In 2009, Thibault began playing basketball at Monmouth University. She was named All-Northeast Conference during 2013. After leaving the team in 2013, she had 254 rebounds and 730 points. Her 166 career three-pointers was in the top five for Monmouth during 2024. Thibault studied sport psychology while at the university.

==Career==
Thibault began her women's basketball career in 2013 when she went to Florida State University to work as their Director of Recruiting Operations. With Eastern Michigan University, she became an assistant coach in 2014. She continued her assistant coaching experience after moving to Mississippi State University in 2016. During 2018, Carly Thibault-DuDonis remained as an assistant coach upon joining the University of Minnesota. She was selected as an assistant coach for the 2019 Aurora Games.
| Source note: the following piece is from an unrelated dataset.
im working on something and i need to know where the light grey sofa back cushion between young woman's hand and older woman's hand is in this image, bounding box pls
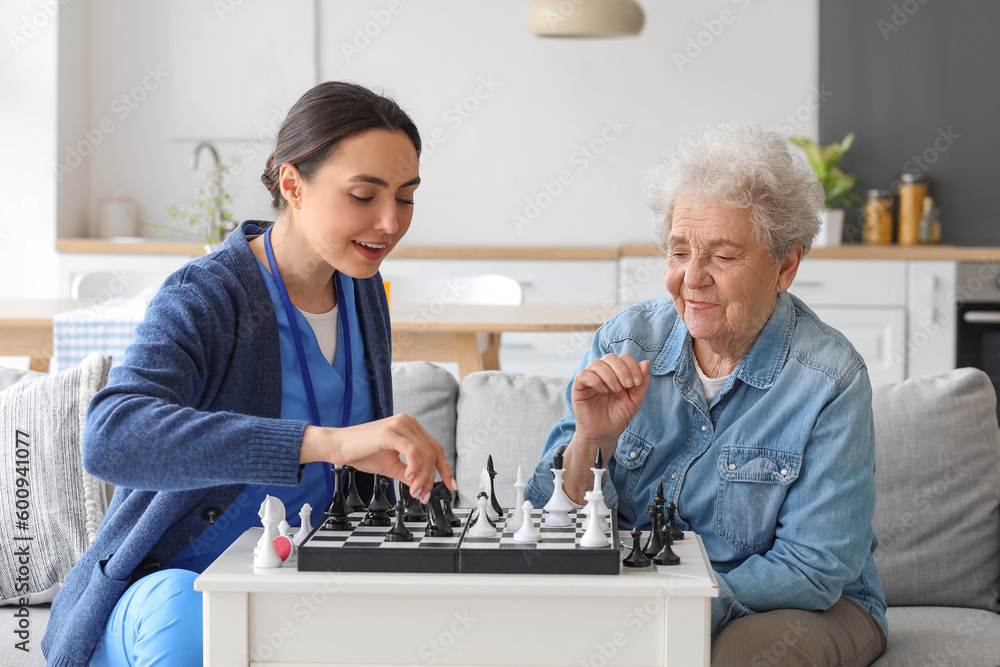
[455,371,567,507]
While at Minnesota, she became their associate head coach during 2020. Thibault-DuDonis temporarily coached the team in January 2022. During April 2022, she became the head coach at Fairfield University. Her team won 29 straight games, went 20–0 in the MAAC regular season, and won the 2024 MAAC women's basketball tournament. In that year's NCAA Division I women's basketball tournament, they reached the first round. In addition, her team was ranked #25 in the AP Poll for the last few weeks of the season, marking the first time in Fairfield history the team was ranked in the Top 25.
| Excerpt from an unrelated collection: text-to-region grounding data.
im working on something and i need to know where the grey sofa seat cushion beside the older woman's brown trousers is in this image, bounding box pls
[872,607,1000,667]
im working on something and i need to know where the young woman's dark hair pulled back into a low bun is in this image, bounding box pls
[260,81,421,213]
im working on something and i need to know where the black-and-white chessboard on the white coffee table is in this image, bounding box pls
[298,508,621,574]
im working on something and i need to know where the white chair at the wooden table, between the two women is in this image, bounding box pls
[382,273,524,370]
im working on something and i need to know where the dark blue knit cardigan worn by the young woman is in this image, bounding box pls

In the 2024–2025 season, Thibault-DuDonis' Stags won on the road at Arkansas and Wake Forest, while also defeated Big East member Villanova. In the Villanova game, the MAAC preseason player of the year, Janelle Brown, tore her ACL. Despite Brown's absence, the team went 19–1 in the MAAC regular season to win their 2nd straight regular season title. The team then went on to win the MAAC tournament for the 2nd year in a row as well, making them the 1st team to win back-to-back MAAC tournaments since 2019. It was also the first time in program history that the program won back-to-back titles. The team earned a 12-seed in the NCAA tournament, the highest seed in program history at the time.
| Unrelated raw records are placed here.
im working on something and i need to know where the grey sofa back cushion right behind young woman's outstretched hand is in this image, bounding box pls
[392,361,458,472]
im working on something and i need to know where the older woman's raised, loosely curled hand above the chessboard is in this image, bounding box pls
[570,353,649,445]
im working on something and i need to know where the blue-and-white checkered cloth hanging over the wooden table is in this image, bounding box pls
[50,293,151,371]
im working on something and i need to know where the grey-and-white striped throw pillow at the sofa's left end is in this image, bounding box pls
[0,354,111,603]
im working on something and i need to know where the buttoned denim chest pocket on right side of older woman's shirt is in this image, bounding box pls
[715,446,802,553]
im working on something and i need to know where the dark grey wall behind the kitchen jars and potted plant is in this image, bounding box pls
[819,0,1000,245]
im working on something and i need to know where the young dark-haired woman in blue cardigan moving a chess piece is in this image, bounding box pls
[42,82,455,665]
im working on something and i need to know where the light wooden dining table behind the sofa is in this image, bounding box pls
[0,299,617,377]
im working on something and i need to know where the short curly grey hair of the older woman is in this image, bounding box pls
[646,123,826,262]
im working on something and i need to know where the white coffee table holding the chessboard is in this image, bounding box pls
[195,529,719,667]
In the 2025–2026 season, the Stags cemented their status as one of the premier mid-major programs in the country, reaching #25 in the AP poll for the second time in three seasons. They defeated Villanova and Richmond on the road, while falling to national powers Iowa and UNC by 14 points. They led the nation in three-pointers made per game (over 11), while being top 10 in three-point percentage. They hit 13 or more threes in 11 games, including a program record 20 in a game against St. Peter's. They won the MAAC regular season title (co-champions with Quinnipiac) and the MAAC tournament for the third straight season. It is just the third three-peat in league history and first at Fairfield. Their 11-seed is the highest seed in program history.

==Head coaching record==

Record table
| Season | Team | Overall | Conference | Standing | Postseason |
Fairfield Stags (MAAC) (2022–present)
| 2022–23 | Fairfield | 15–15 | 11–9 | 5th |  |
| 2023–24 | Fairfield | 31–2 | 20–0 | 1st | NCAA First Round |
| 2024–25 | Fairfield | 28–5 | 19–1 | 1st | NCAA First Round |
| 2025–26 | Fairfield | 28–5 | 19–1 | T–1st | NCAA First Round |
| Fairfield: |  | 102–27 (.791) | 69–11 (.863) |  |  |  |  |  |
| Total: |  | 102–27 (.791) |  |  |  |  |  |  |  |
National champion Postseason invitational champion Conference regular season champion Conference regular season and conference tournament champion Division regular season champion Division regular season and conference tournament champion Conference tournament champion

==Honors and personal life==
Thibault was selected as part of the Thirty Under 30 list by Women's Basketball Coaches Association during 2018. In 2024, the Metro Atlantic Athletic Conference and Metropolitan Basketball Writers Association gave her Coach of the Year awards. That year, she was the Kay Yow Award recipient. Thibault was married in 2017. She is the daughter of Mike Thibault and sister to Eric Thibault, both of whom have coached in the WNBA.